Menschen integrieren Tiere in ihr Leben und profitieren auf vielfache Weise von diesen Beziehungen. Vor allem für Kinder sei das Aufwachsen mit Tieren „eine der wichtigsten Zutaten für eine gute körperliche, emotionale, kognitive und soziale Entwicklung“, so Kotrschal. Außerdem wertet ein Tier nicht, es nimmt den Menschen, wie er ist. Daher zeichnen sich etwa Pferde und Hunde als Therapiepartner aus. Und Tiere helfen dem Menschen sogar gesund zu bleiben: Studien zeigen, dass sich etwa Puls und Herzfrequenz beruhigen. Auch Stress wird reduziert, wenn Tiere da sind.

Was rät der Wissenschaftler für den Umgang mit Tieren? Vor allem Respekt. Schon ein kurzes Innehalten könne helfen, nicht nur die eigenen Bedürfnisse in den Vordergrund zu rücken. Insgesamt sei der Umgang mit Tieren „ein verräterischer Spiegel der Gesellschaft“.

LEXIKON

Biophilie ist das Bedürfnis der Menschen, von Natur und Tieren umgeben zu sein. Die von Edward Wilson bereits 1984 aufgestellte Annahme gilt bis heute als Alleinstellungsmerkmal des Menschen.
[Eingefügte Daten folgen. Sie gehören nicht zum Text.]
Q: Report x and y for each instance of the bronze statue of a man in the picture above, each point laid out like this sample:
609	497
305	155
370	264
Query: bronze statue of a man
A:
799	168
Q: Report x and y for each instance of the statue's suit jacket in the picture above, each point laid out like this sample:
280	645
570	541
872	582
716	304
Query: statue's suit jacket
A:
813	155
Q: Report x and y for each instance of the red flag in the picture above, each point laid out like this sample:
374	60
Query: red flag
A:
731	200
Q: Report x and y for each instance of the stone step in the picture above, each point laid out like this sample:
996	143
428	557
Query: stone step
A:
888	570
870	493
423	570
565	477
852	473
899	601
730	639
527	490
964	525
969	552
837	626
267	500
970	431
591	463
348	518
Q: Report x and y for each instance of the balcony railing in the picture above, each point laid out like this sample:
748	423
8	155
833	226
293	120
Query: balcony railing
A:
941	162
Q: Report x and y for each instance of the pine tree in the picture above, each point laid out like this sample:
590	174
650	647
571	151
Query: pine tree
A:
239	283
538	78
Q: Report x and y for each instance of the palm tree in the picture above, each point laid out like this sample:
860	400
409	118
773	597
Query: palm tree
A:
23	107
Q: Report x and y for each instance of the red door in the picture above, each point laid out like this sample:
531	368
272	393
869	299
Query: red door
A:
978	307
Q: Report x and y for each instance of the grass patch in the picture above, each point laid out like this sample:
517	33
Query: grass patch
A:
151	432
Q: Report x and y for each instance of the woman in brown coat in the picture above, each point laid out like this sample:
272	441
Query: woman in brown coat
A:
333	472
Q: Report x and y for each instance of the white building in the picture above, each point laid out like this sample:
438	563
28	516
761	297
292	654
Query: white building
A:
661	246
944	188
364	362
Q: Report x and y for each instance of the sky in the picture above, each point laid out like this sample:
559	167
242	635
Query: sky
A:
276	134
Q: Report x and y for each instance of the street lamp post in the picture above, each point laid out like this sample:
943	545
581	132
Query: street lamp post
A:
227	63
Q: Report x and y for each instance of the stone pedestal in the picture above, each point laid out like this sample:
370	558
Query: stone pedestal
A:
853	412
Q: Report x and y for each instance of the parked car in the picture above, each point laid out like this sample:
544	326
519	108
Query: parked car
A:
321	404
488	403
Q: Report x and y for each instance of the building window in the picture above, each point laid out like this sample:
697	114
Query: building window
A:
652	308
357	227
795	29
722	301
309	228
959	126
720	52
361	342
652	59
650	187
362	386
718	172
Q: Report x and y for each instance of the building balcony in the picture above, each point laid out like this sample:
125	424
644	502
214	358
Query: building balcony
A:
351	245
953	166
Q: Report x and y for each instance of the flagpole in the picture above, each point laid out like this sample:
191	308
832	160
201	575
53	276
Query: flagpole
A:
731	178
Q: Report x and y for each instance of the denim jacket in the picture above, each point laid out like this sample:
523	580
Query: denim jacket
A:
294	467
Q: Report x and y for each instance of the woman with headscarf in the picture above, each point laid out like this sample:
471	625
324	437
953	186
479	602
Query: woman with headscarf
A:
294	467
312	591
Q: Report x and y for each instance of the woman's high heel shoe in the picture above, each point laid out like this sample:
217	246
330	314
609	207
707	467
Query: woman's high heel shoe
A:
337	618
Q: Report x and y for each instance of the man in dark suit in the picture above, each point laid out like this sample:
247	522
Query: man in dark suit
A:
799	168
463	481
Als Anthrozoologie bezeichnet man die naturwissenschaftlich geprägte Wissenschaft der Tier-Mensch-Beziehung. Disziplinen sind Anthropologie, Ethologie, Medizin, Psychologie, Veterinärmedizin, Zoologie und Biologie.

Human Animal Studies sind das geisteswissenschaftliche Pendant dazu. Geschichte und Altertumswissenschaften, Soziologie und Soziobiologie, aber auch Kunst und Literatur befassen sich mit den Beziehungen zwischen Menschen und Tieren.